Despite having the universe at your virtual fingertips, adapting to the ever-evolving world of technology isn’t easy for everyone. Let’s face it – the endless revolving door of upgrades and new models have a short shelf life that makes for, well…an ocean of obsolete gadgets and questions about “what’s next”. Just when we think we have a handle on the hot new thing, we have a whole new technology learning curve to navigate – a problem that, for many, has a lot to do with the attitudes, beliefs, and values that frame acknowledge technology as something that is, for better or worse, here to stay.
From a generational standpoint, sure – adolescents, tweens, teens, and twentysomethings are perhaps a product of the tech “culture”. These age groups are, for lack of a better phrase, “born into” this world that communicates, explores, and learns via the devices that pave the information highway of the 21st century. It’s safe to say that even those in their 30s and 40s are, to some extent, a byproduct of this stage of evolution. But what about the generations of people who fail to see technology as mechanism of modern survival? What if timeworn patterns of thinking and acting get in the way of their capacity to adapt? How do such people survive if they feel that the best way is “the old way”?
Despite their late entry into the technology game, evidence shows that older adults are gradually adopting technology as an important, if not vital, aspect of their day-to-day existence. A 2012 study conducted by Pew Research showed a significant “divide” between the 65 and older crowd: One group that contained educated, upwardly mobile seniors who widely embrace technology and another less-educated, socioeconomically challenged group that was considerably less apt to embrace technology. When we pause to consider this disparity, access to resources (and the perceived value of accessing them) is perhaps the bridge that spans the gap between those who embrace and reject the idea of technology as means of surviving and thriving in today’s world.
However, the Pew Research data show that the tide is gradually turning for seniors and the adoption of technology. Compared to the previous year, approximately 60% of seniors go online, close to 50% have broadband access, and over 75% use a mobile phone. However, such statistics follow a rapid downward trajectory for seniors aged 75 and older.
Despite the barriers that many people experience when dealing with technology, there’s good news. For seniors who experience physical challenges, there are a host of new, assistive technologies designed to enhance sight and sound on their devices. Also, many seniors are hard pressed to believe that technology would in any way benefit their livelihood. However, exposure to technology – from communicating with family via video chat to using one of many health monitoring apps currently available – quickly helps them to see the value. And when it’s just plain hard to learn how to use that new device or navigate that new operating system, have no fear – developers are aware of these concerns and are on a path to creating new concepts that make learning technology easier.
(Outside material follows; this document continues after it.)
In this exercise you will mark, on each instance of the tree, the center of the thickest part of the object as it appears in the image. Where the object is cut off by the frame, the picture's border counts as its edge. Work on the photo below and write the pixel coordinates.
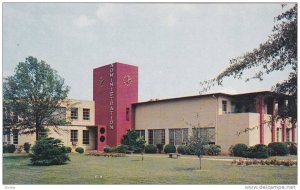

As older adults continue to delve further into the tech universe, one thing remains clear: Just like their younger counterparts, viewing technology as a means of gaining access to the things that promote well-being ultimately leads to its adoption. From access to information about health management to current events, technology provides a window to the world. Also, being involved in the ever growing number of social media outlets (e.g., Facebook, Twitter) helps to expand social networks and maintain a sense of connectedness to those we love. Through such realizations we come to see that technology – for people of all ages – represents less of a mountain to climb and more of a pathway to health, connectedness, and continued evolution.